Или так:
– Пакэн повторяется!
И больше ничего. Пусть все лопнут.
Если разговор очень вялый, вы можете легко оживить его, бросив вскользь:
– Видела вчера в церкви Анну Павловну. Какая красавица!
Тут-то и начнется.
– Анна Павловна красавица? Ну уж это, я вам скажу…
– Анна Павловна харя.
– Она одевается недурно, но ведь она ужасна!
– Одета она всегда возмутительно! Я даже не понимаю, где она заказывает эти ужасы. Ее выручает смазливое личико…
– Личико?! У нее муравьиный нос. Фигура только и выручает.
– Горбатая… Один бок…
– У нее три ноги…
– У нее, скорее, фигура смазливая, чем лицо.
– Характер у нее смазливый, а не фигура.
– Несчастный муж! Жена, кажется, продается направо и налево…
– Женщине шестой десяток и вечно за ней хвост мальчишек.
– Очевидно, умная женщина. Раз ей шестьдесят лет, да еще и урод она, и одевается скверно, так за что же ей платят?

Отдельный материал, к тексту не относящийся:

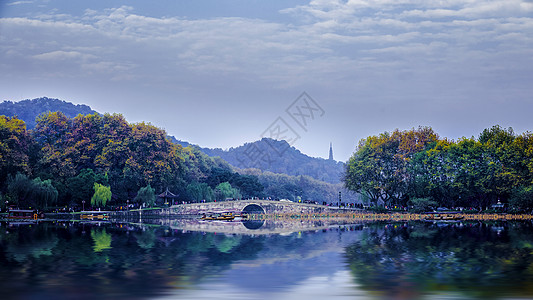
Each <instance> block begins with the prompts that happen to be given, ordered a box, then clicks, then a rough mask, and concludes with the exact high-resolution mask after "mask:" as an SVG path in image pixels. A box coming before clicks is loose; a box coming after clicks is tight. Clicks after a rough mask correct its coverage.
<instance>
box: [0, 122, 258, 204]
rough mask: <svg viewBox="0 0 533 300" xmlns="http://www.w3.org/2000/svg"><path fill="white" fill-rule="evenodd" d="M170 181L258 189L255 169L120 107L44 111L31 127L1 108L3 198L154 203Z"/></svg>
mask: <svg viewBox="0 0 533 300" xmlns="http://www.w3.org/2000/svg"><path fill="white" fill-rule="evenodd" d="M167 188H168V189H169V191H171V192H172V193H174V194H176V195H178V197H179V198H177V199H175V200H179V201H203V200H206V201H214V200H215V199H216V198H219V199H225V198H240V197H254V196H261V195H262V192H263V186H262V185H261V184H260V183H259V182H258V179H257V177H256V176H250V175H239V174H238V173H235V172H233V170H232V169H231V167H230V165H229V164H228V163H226V162H225V161H223V160H222V159H220V158H210V157H208V156H207V155H205V154H203V153H201V152H200V150H198V149H197V148H194V147H182V146H180V145H176V144H174V143H172V142H171V141H169V140H168V138H167V135H166V133H165V131H164V130H162V129H159V128H157V127H155V126H153V125H151V124H146V123H137V124H129V123H128V122H126V120H125V119H124V117H123V116H122V115H117V114H113V115H111V114H105V115H100V114H96V113H95V114H89V115H78V116H77V117H75V118H68V117H67V116H65V114H63V113H61V112H52V113H45V114H41V115H40V116H39V117H38V118H37V120H36V125H35V128H34V129H32V130H26V124H25V123H24V121H22V120H20V119H18V118H16V117H5V116H0V204H1V205H2V206H5V205H6V204H7V205H18V206H19V207H36V208H43V209H44V208H47V207H65V206H69V207H78V208H81V206H82V201H85V203H84V204H85V207H86V208H87V207H88V206H89V205H93V206H105V205H124V204H125V203H126V201H129V203H131V204H133V203H135V202H136V201H137V202H139V203H137V204H138V205H140V204H141V202H142V203H147V204H153V203H154V202H155V201H156V200H157V198H156V195H157V194H158V193H162V192H163V191H165V190H166V189H167ZM141 189H142V193H140V194H142V197H141V195H139V193H138V192H139V190H141ZM109 192H111V193H109Z"/></svg>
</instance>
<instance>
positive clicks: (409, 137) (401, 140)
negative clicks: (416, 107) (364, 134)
mask: <svg viewBox="0 0 533 300" xmlns="http://www.w3.org/2000/svg"><path fill="white" fill-rule="evenodd" d="M437 140H438V136H437V134H435V133H434V132H433V130H432V129H431V128H429V127H419V128H418V129H411V130H409V131H399V130H395V131H394V132H393V133H388V132H385V133H382V134H380V135H379V136H371V137H368V138H366V139H363V140H361V141H360V142H359V145H358V147H357V149H356V152H355V153H354V155H353V156H352V157H350V159H349V161H348V164H347V165H346V173H345V176H344V184H345V186H346V188H348V189H350V190H353V191H355V192H358V193H361V194H364V195H365V196H366V197H368V198H369V199H371V200H372V201H373V202H377V201H378V200H383V201H384V202H385V203H386V204H388V205H392V204H393V203H398V204H401V205H404V204H405V202H406V200H407V199H408V191H409V189H408V188H409V184H410V182H411V180H412V177H411V174H410V173H409V172H408V163H409V162H410V161H411V159H412V158H413V156H414V155H415V154H416V153H418V152H420V151H421V150H423V149H424V148H425V147H426V145H428V144H430V143H433V142H435V141H437Z"/></svg>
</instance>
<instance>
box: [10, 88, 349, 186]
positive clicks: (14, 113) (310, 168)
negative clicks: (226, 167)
mask: <svg viewBox="0 0 533 300" xmlns="http://www.w3.org/2000/svg"><path fill="white" fill-rule="evenodd" d="M48 111H52V112H53V111H61V112H63V113H64V114H65V115H66V116H68V117H70V118H73V117H75V116H77V115H78V114H83V115H86V114H94V113H97V112H96V111H94V110H92V109H91V108H90V107H89V106H87V105H74V104H72V103H70V102H66V101H62V100H59V99H51V98H47V97H43V98H37V99H33V100H22V101H19V102H11V101H4V102H2V103H0V115H6V116H18V118H20V119H22V120H24V122H26V126H27V128H28V129H32V128H34V127H35V118H36V117H37V116H39V115H40V114H42V113H45V112H48ZM169 138H170V139H171V140H172V142H174V143H176V144H180V145H182V146H183V147H187V146H194V147H197V148H199V149H200V150H201V151H202V152H204V153H205V154H207V155H208V156H211V157H215V156H218V157H220V158H222V159H223V160H225V161H227V162H228V163H229V164H230V165H232V166H234V167H236V168H239V169H259V170H261V171H267V172H272V173H279V174H287V175H291V176H300V175H307V176H309V177H312V178H314V179H316V180H320V181H324V182H327V183H333V184H338V183H340V182H341V176H342V173H343V172H344V163H342V162H337V161H334V160H331V159H323V158H315V157H310V156H307V155H305V154H303V153H302V152H300V151H299V150H298V149H296V148H295V147H293V146H291V145H290V144H288V143H287V142H286V141H278V140H273V139H269V138H263V139H261V140H259V141H255V142H251V143H245V144H244V145H242V146H239V147H236V148H230V149H228V150H223V149H220V148H215V149H211V148H202V147H200V146H196V145H191V144H190V143H188V142H185V141H181V140H178V139H176V138H175V137H173V136H169ZM325 145H326V143H325Z"/></svg>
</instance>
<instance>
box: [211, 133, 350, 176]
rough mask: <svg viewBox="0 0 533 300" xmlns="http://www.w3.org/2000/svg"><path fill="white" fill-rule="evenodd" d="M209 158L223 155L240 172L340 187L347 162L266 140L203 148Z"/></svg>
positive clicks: (291, 146) (279, 142)
mask: <svg viewBox="0 0 533 300" xmlns="http://www.w3.org/2000/svg"><path fill="white" fill-rule="evenodd" d="M202 151H203V152H204V153H205V154H207V155H209V156H219V157H220V158H222V159H224V160H225V161H227V162H228V163H229V164H231V165H232V166H234V167H237V168H240V169H250V168H255V169H259V170H261V171H268V172H272V173H279V174H287V175H292V176H300V175H305V176H309V177H311V178H314V179H316V180H320V181H324V182H328V183H333V184H337V183H340V182H341V176H342V173H343V172H344V163H342V162H337V161H334V160H329V159H323V158H316V157H310V156H307V155H305V154H303V153H302V152H300V150H298V149H296V148H294V147H292V146H291V145H289V144H288V143H287V142H286V141H278V140H273V139H269V138H263V139H261V140H259V141H255V142H252V143H246V144H244V145H242V146H239V147H237V148H230V149H228V150H222V149H220V148H216V149H209V148H202Z"/></svg>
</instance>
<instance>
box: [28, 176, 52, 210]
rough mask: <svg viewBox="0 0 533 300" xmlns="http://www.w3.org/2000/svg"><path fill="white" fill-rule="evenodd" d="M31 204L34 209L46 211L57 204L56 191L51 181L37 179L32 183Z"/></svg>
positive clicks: (49, 180)
mask: <svg viewBox="0 0 533 300" xmlns="http://www.w3.org/2000/svg"><path fill="white" fill-rule="evenodd" d="M31 189H32V191H31V195H32V199H31V200H32V203H33V204H34V206H35V207H38V208H41V209H46V208H47V207H48V206H50V205H52V204H55V203H56V202H57V195H58V192H57V189H56V188H55V187H54V186H53V185H52V180H50V179H48V180H41V178H39V177H37V178H35V179H34V180H33V181H32V187H31Z"/></svg>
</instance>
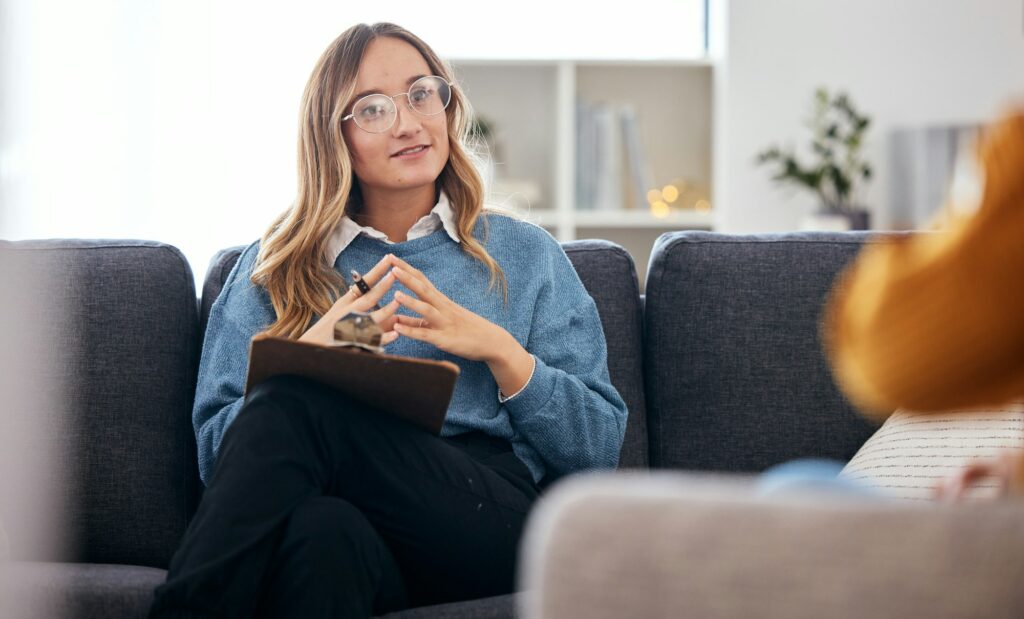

– Анна Павловна умна? Вот уж разодолжили! Дура петая-перепетая.
– А много ли им нужно! Была бы хорошенькая мордочка.
– Да одевалась бы хорошо.
– Так, значит, она хорошенькая?
– Совершенная цапля, только коротенькая… Кривая.
– Ну вот! А вы говорите – продается.
– Сама всем платит.
– Что же – значит богатая?
– Ломаного гроша нет. Я ей сама старую шляпку подарила.
– Так как же тогда? Чем же она платит?
– Ах, какая вы наивная! Уж поверьте, что на это найдется.
– А на вид ей не более тридцати.
– Ах, какая вы наивная! Ей на вид все восемьдесят.
Это разговор специально дамский.
Для возбуждения мужских страстей вы вскользь бросаете:
– Интересно мнение большинства. Следует нам вообще объединиться, разъединиться или отъединиться.
Тут пойдет.
В общем, эти разговоры, если их не сбивать, могут длиться часа три-четыре.
Но если вам захочется есть, то вы всегда можете мгновенно погасить энтузиазм толпы и элоквенцию ораторов простой фразой, произнесенной вполголоса:
– Ах, я и забыла! Меня просили продать тридцать билетов на благотворительную лотерею. И куда это я их засунула… надо поискать.
Ровно через полторы минуты ваша комната останется пустой.
Окурки, бумажки от конфет, сизый дым, огрызки печенья – унылые клочья былого файфоклока – унылые файфоклочья.
Последние крики на лестнице:
– Заходите!
– Позвоните!
– Шшш… не крие па сюр лескалье! [28]
Башня
Нам давно даны эстетические директивы: не любить Эйфелеву башню.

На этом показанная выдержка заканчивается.